While it may be a difficult subject, it’s important to know the facts about genetic testing and how it can help you stay one step ahead of Alzheimer’s.
How Genetic Testing Works
Genetic testing analyzes a sample of your DNA. This is typically done through a saliva test but can also be completed with a blood or cheek swab sample.
It involves looking at specific sections of your genes that may indicate whether you are at risk for certain conditions, such as Alzheimer’s. The results of the test will give you an indication of your likelihood of developing the disease in the future.
The Value & Affordability of Genetic Testing
Genetic tests have many benefits. For example, predictive tests allow individuals at an increased risk of developing a certain condition to take proactive steps towards preventing or catching it early on.

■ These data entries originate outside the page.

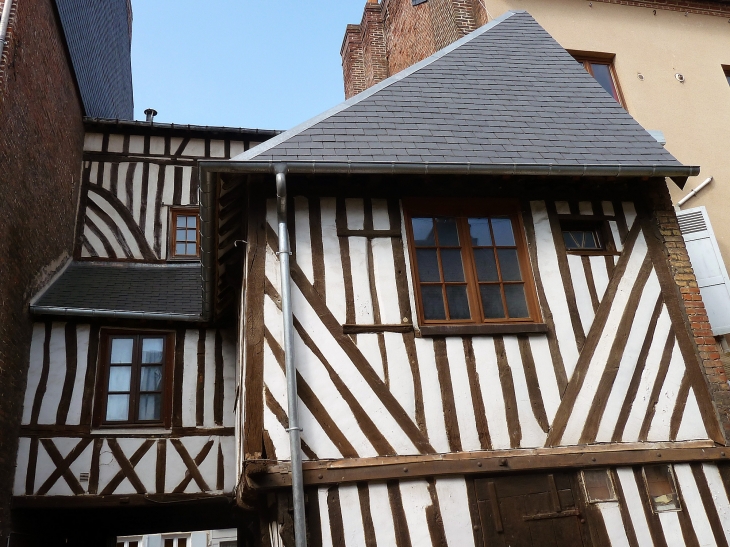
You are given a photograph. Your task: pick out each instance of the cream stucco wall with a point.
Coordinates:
(694, 116)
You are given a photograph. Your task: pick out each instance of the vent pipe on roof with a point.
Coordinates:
(4, 20)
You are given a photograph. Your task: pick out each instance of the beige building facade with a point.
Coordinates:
(670, 59)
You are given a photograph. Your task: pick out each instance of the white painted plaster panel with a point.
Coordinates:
(217, 149)
(157, 146)
(400, 373)
(303, 235)
(692, 426)
(333, 274)
(582, 294)
(632, 498)
(415, 501)
(315, 374)
(106, 232)
(56, 375)
(597, 364)
(545, 375)
(651, 368)
(562, 207)
(432, 405)
(671, 527)
(190, 378)
(324, 517)
(629, 359)
(382, 515)
(359, 263)
(454, 506)
(136, 144)
(385, 281)
(355, 210)
(694, 506)
(34, 369)
(352, 525)
(93, 142)
(368, 345)
(21, 466)
(462, 394)
(118, 221)
(719, 495)
(547, 259)
(229, 378)
(532, 434)
(660, 424)
(82, 357)
(347, 371)
(195, 147)
(488, 374)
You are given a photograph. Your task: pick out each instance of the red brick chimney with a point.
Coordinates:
(394, 34)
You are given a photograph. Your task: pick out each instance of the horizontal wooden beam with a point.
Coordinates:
(84, 432)
(482, 328)
(261, 475)
(134, 500)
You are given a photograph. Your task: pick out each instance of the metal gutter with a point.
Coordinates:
(208, 167)
(300, 528)
(112, 314)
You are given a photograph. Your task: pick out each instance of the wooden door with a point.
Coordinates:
(531, 511)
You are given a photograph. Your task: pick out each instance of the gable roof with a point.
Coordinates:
(505, 94)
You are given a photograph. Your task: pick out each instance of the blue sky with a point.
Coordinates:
(241, 63)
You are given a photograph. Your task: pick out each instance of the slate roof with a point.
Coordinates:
(116, 289)
(506, 93)
(99, 38)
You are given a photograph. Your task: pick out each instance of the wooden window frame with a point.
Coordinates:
(102, 376)
(174, 213)
(463, 209)
(592, 57)
(603, 230)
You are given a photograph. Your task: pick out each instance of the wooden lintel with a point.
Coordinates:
(262, 476)
(134, 500)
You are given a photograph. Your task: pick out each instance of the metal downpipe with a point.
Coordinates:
(300, 529)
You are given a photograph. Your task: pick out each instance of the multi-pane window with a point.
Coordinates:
(602, 70)
(470, 268)
(184, 234)
(133, 383)
(661, 487)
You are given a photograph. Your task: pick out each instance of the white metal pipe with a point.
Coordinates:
(694, 192)
(4, 20)
(300, 529)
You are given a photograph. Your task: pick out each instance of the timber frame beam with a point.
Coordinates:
(266, 475)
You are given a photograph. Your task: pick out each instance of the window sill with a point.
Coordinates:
(485, 329)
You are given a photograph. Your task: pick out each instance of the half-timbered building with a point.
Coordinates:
(495, 342)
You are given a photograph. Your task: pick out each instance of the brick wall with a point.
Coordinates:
(665, 220)
(394, 35)
(40, 159)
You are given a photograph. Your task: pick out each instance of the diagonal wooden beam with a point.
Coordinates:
(127, 467)
(63, 466)
(193, 473)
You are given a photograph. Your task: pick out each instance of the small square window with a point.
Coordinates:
(661, 487)
(600, 66)
(598, 485)
(134, 379)
(184, 234)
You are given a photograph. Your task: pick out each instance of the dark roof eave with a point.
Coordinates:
(427, 168)
(112, 314)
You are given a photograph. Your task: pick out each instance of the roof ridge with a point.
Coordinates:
(296, 130)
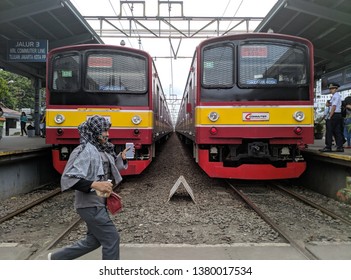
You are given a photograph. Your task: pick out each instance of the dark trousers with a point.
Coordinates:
(335, 128)
(101, 232)
(23, 128)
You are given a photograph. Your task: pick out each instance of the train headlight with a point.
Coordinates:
(59, 118)
(213, 116)
(299, 116)
(136, 119)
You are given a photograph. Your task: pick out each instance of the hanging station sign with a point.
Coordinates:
(27, 50)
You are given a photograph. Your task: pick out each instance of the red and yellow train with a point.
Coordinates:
(116, 82)
(247, 106)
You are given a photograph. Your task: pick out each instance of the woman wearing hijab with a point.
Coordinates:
(92, 170)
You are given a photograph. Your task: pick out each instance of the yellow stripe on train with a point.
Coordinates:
(249, 115)
(118, 118)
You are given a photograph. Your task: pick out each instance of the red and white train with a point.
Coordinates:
(247, 106)
(116, 82)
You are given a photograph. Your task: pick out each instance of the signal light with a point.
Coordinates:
(213, 131)
(298, 130)
(59, 131)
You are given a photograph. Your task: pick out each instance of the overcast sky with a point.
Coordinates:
(173, 72)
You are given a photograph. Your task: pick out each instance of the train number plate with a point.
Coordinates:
(255, 116)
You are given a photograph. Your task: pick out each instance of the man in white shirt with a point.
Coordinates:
(335, 128)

On the other hand, diagnostic tests provide peace of mind by giving you a definitive answer regarding your health status. Family members can use the results from these tests to make informed decisions regarding their own health and lifestyle choices moving forward.
Regarding affordability, several options are available depending on your needs and budget. You may use direct-to-consumer services such as 23andMe® or try subsidized services through your healthcare provider or employer.
The Risk of Genetic Testing
Genetic testing can provide false positives or false negatives. False positives occur when an individual has tested positive for a gene mutation that they do not actually have. In contrast, false negatives occur when someone tests negative for a gene mutation that they do actually have. Some people may also experience emotional distress or feel burdened after receiving their results.
Additionally, the results from these tests may lead to discrimination when applying for jobs or various forms of insurance coverage.
It’s important to consider these risks before deciding whether or not genetic testing is right for you.